Susan J. Demas
With Thursday’s planned signing by Gov. Gretchen Whitmer of an expansion of the 1973 Elliott-Larsen Civil Rights Act (ELCRA), LGBTQ+ advocates are savoring a hard-fought victory and looking ahead to where the fight for equal rights goes now.
Senate Bill 4 expands ELCRA to protect against discrimination based on gender identity or sexual orientation. After winning final House passage last week, it’s on the desk of Whitmer, who has told the Michigan Advance she’s “very much looking forward” to signing it.Erin Knott, executive director of Equality Michigan, said amid this victory, they also are taking stock of what’s happening across the rest of the country, especially in red states.
“There are currently over 400 anti-trans bills moving across the United States,” said Knott. “That’s twice the amount introduced last year and that inspires us to continue to push hard and as fast as we can here in Michigan to move good LGBTQ+ policy. It’s an opportunity that we don’t take lightly in this moment.”
While several Michigan Republicans crossed the aisle to approve the civil rights expansion, advocates note that the bill was only taken up because Democrats control both chambers of the Legislature. Previous attempts to add gender identity and sexual orientation protections failed to get out of committee by past GOP-led chambers.
As the Advance previously reported, a statewide coalition of LGBTQ+ organizations conducted the largest effort in the nation to turn out voters in 2022 to support candidates who back LGBTQ+ rights.
The #HateWontWin coalition included Equality Michigan, the state’s top LGBTQ+ rights organization, along with the Human Rights Campaign (HRC), Affirmations, the ACLU of Michigan and more than a dozen other partner groups who conducted a massive door-knocking campaign across the state.
HRC MI State Director Amritha Venkataraman highlighted efforts in a key Senate swing seat election.
“The #HateWontWin coalition was all in on electing a pro-equality champion in state Sen.
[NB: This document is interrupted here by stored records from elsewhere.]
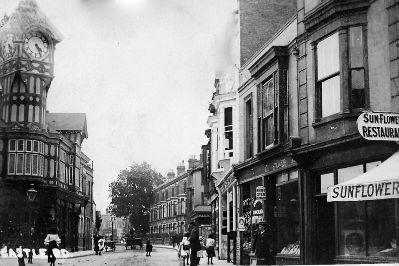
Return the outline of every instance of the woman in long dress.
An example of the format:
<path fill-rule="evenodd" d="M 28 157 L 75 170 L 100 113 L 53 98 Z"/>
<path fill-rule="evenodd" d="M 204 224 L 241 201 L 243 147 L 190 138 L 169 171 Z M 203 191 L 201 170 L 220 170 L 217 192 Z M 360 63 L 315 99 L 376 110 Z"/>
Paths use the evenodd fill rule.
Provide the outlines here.
<path fill-rule="evenodd" d="M 50 234 L 47 235 L 44 239 L 44 245 L 47 246 L 47 261 L 50 263 L 50 266 L 55 266 L 55 260 L 57 259 L 53 253 L 53 249 L 57 249 L 61 243 L 58 235 L 57 234 L 57 229 L 51 228 L 50 229 Z"/>

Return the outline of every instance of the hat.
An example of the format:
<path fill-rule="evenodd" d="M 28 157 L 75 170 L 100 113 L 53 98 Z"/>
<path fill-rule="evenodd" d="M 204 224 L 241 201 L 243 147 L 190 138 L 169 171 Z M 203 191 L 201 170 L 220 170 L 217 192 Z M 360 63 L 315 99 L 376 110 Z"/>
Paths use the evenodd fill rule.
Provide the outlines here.
<path fill-rule="evenodd" d="M 266 223 L 265 221 L 261 221 L 260 222 L 259 222 L 258 224 L 259 225 L 262 225 L 264 227 L 269 226 L 269 224 Z"/>

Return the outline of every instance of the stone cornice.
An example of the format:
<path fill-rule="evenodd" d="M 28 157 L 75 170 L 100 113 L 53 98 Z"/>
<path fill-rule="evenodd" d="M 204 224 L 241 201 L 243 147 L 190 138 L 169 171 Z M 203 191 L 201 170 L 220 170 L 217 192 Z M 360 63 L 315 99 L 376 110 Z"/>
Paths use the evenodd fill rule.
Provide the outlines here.
<path fill-rule="evenodd" d="M 320 27 L 326 22 L 336 19 L 344 14 L 366 9 L 370 6 L 368 0 L 329 0 L 315 8 L 305 16 L 303 20 L 307 31 Z"/>

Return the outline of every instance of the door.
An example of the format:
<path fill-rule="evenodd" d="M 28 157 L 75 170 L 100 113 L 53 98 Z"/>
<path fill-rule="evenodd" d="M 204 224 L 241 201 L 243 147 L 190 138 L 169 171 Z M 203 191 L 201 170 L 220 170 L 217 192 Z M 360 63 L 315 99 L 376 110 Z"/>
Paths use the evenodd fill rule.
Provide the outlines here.
<path fill-rule="evenodd" d="M 316 198 L 316 225 L 315 245 L 313 247 L 315 264 L 334 264 L 335 226 L 334 205 L 327 202 L 327 196 Z"/>

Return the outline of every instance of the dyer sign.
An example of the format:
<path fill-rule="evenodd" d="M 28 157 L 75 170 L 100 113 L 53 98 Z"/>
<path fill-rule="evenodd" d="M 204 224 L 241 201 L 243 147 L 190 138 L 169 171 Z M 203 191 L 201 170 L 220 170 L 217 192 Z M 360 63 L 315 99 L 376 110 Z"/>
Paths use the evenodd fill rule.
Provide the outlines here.
<path fill-rule="evenodd" d="M 366 112 L 359 116 L 357 124 L 366 139 L 399 141 L 399 114 Z"/>
<path fill-rule="evenodd" d="M 264 186 L 256 187 L 256 200 L 258 201 L 266 200 L 266 188 Z"/>

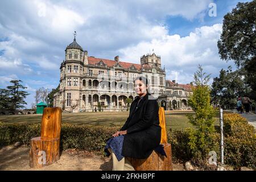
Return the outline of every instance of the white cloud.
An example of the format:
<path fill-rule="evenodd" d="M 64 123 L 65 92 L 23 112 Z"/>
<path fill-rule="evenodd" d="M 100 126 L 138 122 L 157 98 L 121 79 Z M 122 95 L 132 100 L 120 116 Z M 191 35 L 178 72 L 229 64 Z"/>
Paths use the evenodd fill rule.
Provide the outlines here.
<path fill-rule="evenodd" d="M 4 88 L 10 85 L 10 81 L 12 80 L 18 80 L 18 78 L 16 75 L 0 76 L 0 85 L 1 88 Z"/>
<path fill-rule="evenodd" d="M 34 88 L 30 86 L 27 84 L 26 84 L 24 86 L 27 88 L 26 89 L 25 89 L 26 91 L 36 92 L 36 89 L 34 89 Z"/>
<path fill-rule="evenodd" d="M 217 47 L 221 30 L 221 24 L 203 26 L 182 38 L 163 32 L 158 38 L 143 41 L 118 51 L 122 60 L 137 60 L 139 63 L 142 55 L 154 48 L 155 53 L 161 56 L 162 67 L 165 65 L 168 70 L 167 78 L 188 83 L 193 80 L 199 64 L 208 73 L 213 73 L 213 76 L 216 76 L 220 68 L 227 67 L 227 64 L 220 60 Z"/>
<path fill-rule="evenodd" d="M 40 67 L 51 70 L 59 71 L 59 65 L 57 64 L 51 62 L 51 61 L 47 60 L 44 57 L 42 57 L 37 59 L 37 63 L 40 65 Z"/>

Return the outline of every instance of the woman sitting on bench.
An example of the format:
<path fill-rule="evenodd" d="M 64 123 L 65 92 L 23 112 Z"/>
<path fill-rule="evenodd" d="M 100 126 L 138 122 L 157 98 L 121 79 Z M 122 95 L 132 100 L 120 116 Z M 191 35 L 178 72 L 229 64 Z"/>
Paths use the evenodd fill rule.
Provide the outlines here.
<path fill-rule="evenodd" d="M 138 96 L 131 104 L 129 116 L 120 131 L 107 140 L 105 147 L 107 156 L 112 154 L 113 171 L 134 170 L 127 157 L 147 159 L 159 146 L 161 127 L 158 102 L 148 92 L 146 78 L 137 77 L 134 86 Z"/>

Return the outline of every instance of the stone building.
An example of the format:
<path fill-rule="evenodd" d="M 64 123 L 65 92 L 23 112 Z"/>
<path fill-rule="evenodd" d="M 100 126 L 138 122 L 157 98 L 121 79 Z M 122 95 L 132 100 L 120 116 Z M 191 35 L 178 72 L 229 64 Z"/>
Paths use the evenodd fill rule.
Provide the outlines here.
<path fill-rule="evenodd" d="M 126 110 L 126 98 L 133 100 L 137 96 L 134 78 L 142 75 L 147 78 L 151 94 L 166 109 L 186 109 L 188 97 L 185 96 L 191 92 L 191 88 L 166 80 L 161 58 L 154 53 L 142 56 L 141 64 L 121 61 L 118 56 L 113 60 L 96 58 L 83 50 L 76 42 L 76 36 L 65 52 L 65 60 L 60 67 L 60 90 L 54 95 L 54 106 L 72 112 L 93 111 L 100 108 L 104 111 Z M 175 100 L 176 105 L 170 107 L 169 102 Z"/>

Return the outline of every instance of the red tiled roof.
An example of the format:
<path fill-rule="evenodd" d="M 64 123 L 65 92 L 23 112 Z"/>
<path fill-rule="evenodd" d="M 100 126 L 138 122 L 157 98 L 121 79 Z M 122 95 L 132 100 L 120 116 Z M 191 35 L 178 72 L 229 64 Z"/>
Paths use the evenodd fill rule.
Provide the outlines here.
<path fill-rule="evenodd" d="M 179 86 L 181 86 L 184 89 L 192 90 L 192 86 L 190 84 L 179 84 Z"/>
<path fill-rule="evenodd" d="M 99 63 L 101 60 L 103 61 L 105 64 L 106 64 L 108 67 L 112 67 L 117 62 L 114 60 L 111 60 L 109 59 L 101 59 L 101 58 L 96 58 L 93 57 L 88 57 L 88 64 L 96 65 L 97 63 Z M 119 61 L 119 64 L 125 69 L 128 69 L 130 68 L 133 64 L 138 70 L 141 69 L 141 65 L 138 64 L 133 64 L 131 63 Z"/>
Kristen McDonald Rivet (D-Bay City),” she said. “And while we worked other places in the state, I think there’s a really clear line between the work we did in that area to make sure we were defeating the anti-LGBTQ candidate and lifting up our champion to make sure we had this pro-equality Senate.”
McDonald Rivet, a Bay City Commissioner at the time, defeated Rep. Annette Glenn (R-Midland) by a nearly 7-point margin. Glenn garnered criticism from LGBTQ+ advocates last year for her support of a bill that would have discriminated against trans high school athletes.
There are currently over 400 anti-trans bills moving across the United States. That's twice the amount introduced last year and that inspires us to continue to push hard and as fast as we can here in Michigan to move good LGBTQ+ policy. It's an opportunity that we don't take lightly in this moment.
– Erin Knott, executive director of Equality Michigan
Knott told the Michigan Advance that they are humbled with the success of the #HateWontWin campaign and working toward other LGBTQ+ rights bills passing the Legislature, like banning conversion therapy and eliminating the gay-trans panic defense.
“We would also like to see some transgender policy passed,” she said. “Looking at the executive order related to documents and IDs that came out of the Secretary of State’s office and codifying that into public law, making it easier for transgender individuals to change their names without having to publish their soon-to-be dead name out there with their new name.”
Venkataraman says the coalition is planning a coordinated strategy moving forward, of which colleagues in other states have taken notice.
“I think that from my own conversations with friends who are working in the movement in other places, Michigan is absolutely the ray of hope around the country,” said Venkataraman. “I think the #HateWontWin coalition and the work that we’re doing to expand ELCRA and work on other priorities shows that voters are on our sides when we can mobilize a large ground effort and when we have fair maps. So, I hope that is giving a little bit of hope to my weary colleagues fighting the fights in other states.”